Sorulara Karşı Cevaplar, Cevaplara Göre Yeni Sorular

Ruhun, mekândan ve eşyadan farklı bir zamanının olduğu tarif edilir.
Ruhun, mekândan ve eşyadan farklı bir zamanının olduğu tarif edilir.

Gideceği yeri bildiği gibi duracağı yeri de bilmeli insan; nefesi daralmadan, yorulmadan ve sonucu öğrenmeden önce. Bilmeli ki durduğu yer sorulduğu yegâne yer olsun! Suretlerin aslını aradığı bu dünyada, bir fotoğrafın arka planını anlatmak veya özelleştirerek fotoğrafta gördüğümüz şeyi anlatmak, dolambaçlı ve kırılgan bir iz bırakıyor kaldığımız yerin geçiciliğine.

Ruhumuzun suretimize yani bedenimize ne kadar yansıdığını ve ne kadar uyum sağladığını kendimize dışarıdan bakmayı deneyerek anlayabiliriz. Bu dışarı tanımı illa fiziksel bir alanı ihtiva etmez. Ruhun, mekândan ve eşyadan farklı bir zamanının olduğu tarif edilir. Zamanın değerini anlayabilmek belki de her çağda insanoğlunun birincil gündemlerinden biri olmuştur.

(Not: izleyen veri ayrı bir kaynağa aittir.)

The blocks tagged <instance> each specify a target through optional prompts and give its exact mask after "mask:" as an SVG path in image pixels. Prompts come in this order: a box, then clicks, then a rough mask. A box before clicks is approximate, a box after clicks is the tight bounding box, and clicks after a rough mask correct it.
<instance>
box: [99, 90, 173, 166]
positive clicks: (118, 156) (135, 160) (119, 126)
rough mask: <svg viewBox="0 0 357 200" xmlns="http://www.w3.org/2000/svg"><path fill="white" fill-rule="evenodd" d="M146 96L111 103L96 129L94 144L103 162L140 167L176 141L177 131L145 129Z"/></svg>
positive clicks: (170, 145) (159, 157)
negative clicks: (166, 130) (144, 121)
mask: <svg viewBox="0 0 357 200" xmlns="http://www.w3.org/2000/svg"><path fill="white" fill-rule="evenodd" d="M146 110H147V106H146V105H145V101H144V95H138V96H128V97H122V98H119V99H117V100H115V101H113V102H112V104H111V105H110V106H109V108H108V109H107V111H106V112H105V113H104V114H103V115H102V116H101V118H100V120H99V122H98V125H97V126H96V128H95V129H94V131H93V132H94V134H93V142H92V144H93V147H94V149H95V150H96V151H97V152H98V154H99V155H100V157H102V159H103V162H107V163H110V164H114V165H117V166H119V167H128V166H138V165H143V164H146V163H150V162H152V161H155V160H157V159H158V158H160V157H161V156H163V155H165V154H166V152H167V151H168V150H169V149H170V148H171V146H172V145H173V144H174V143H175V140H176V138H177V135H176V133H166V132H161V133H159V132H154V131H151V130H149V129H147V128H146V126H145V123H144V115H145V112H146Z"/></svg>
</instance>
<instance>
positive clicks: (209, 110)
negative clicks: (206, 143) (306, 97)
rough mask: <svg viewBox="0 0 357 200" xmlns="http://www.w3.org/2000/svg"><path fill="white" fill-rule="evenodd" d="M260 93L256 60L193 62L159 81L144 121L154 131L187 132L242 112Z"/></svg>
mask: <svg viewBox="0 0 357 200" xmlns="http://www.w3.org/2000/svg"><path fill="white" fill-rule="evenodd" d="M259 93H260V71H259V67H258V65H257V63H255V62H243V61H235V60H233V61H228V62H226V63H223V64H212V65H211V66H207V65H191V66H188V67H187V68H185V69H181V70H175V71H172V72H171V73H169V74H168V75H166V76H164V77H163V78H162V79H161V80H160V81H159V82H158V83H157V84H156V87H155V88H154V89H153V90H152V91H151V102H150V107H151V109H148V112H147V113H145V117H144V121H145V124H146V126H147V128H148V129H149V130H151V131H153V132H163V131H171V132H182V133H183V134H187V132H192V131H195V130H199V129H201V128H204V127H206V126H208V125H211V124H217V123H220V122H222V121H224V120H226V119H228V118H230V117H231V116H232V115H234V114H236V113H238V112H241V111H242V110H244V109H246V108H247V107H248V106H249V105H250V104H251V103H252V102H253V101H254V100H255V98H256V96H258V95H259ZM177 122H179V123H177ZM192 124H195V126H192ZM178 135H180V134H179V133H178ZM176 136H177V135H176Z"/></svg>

Belki de fotoğraflarda görmeye çalıştığımız şey, zamanın değerine ne kadar yakın olduğumuzdur. Sorular ve sorulara verilen cevaplar yeterli gelmediğinde, verilen cevaplardan yeni sorular çıkarır insan. Sorular ve sorulara verdiği anlamlarla yaşıyor insan, nice düşünceler takılıp kalıyor tam da bu noktada insanın aklına. Önceden sezilemeyen şeyler, çarptığımız duvarlarda görünür hâle geliyor. Düşüncelerle seyr ü sefer ediyorken, aklıma Cahit Zarifoğlu'nun yarıda kalmış, yani ölümü nedeniyle tamamlayamadığı romanı geliyor: "Anne". Kitabı okuyunca şöyle diyorum kendi kendime:

  • "Böyle yarıda kalması tamamlanmış bir kitaptan daha zinde tutuyor zihnimi". Tamamlayamadığı kısmını devam ettiriyorum kendimce. Okuduklarımdan yola çıkarak fotoğraf karelerini hayalimde birleştirsem de son noktayı koyamıyorum.

Yarıda kalan bir şeyler hep içimi acıtıyor nedense. Bir şiir, bir kitap, bir cümle ya da bir aşk... Hiç bir şey gerçekten bitmiyor; dünyadaki her şey bir teneffüs hükmünde. Kervansaraylarda olduğu gibi geride bıraktıklarımızın hasretini yanımıza alarak konaklıyor sonra geçip gidiyoruz. Güneş yüzüme vuruyor... Gökyüzünde bir buluta çakılı kalıyor gözlerim. Tam bu anda deklanşöre basıyor birisi. O an, siyah kutuda saklanıp bekliyor kâğıda yansıyacağı günü.

Gölge, görevini icra ediyor, ışık var oldukça. Fotoğraf, bir başka iz bırakıyor insanın yitiğine. Ölüm tetikte duruyor işte, bütün fotoğraflarını yaşamanın ahirete saklıyor eksiksizce… Ve çok uzun zaman önce okunmuş bir kitabın arasında yerini alıyor fotoğraf, arkasında ise şu cümle: "Hiç bir şey gerçekten bitmiyor; dünyadaki her şey bir teneffüs hükmünde."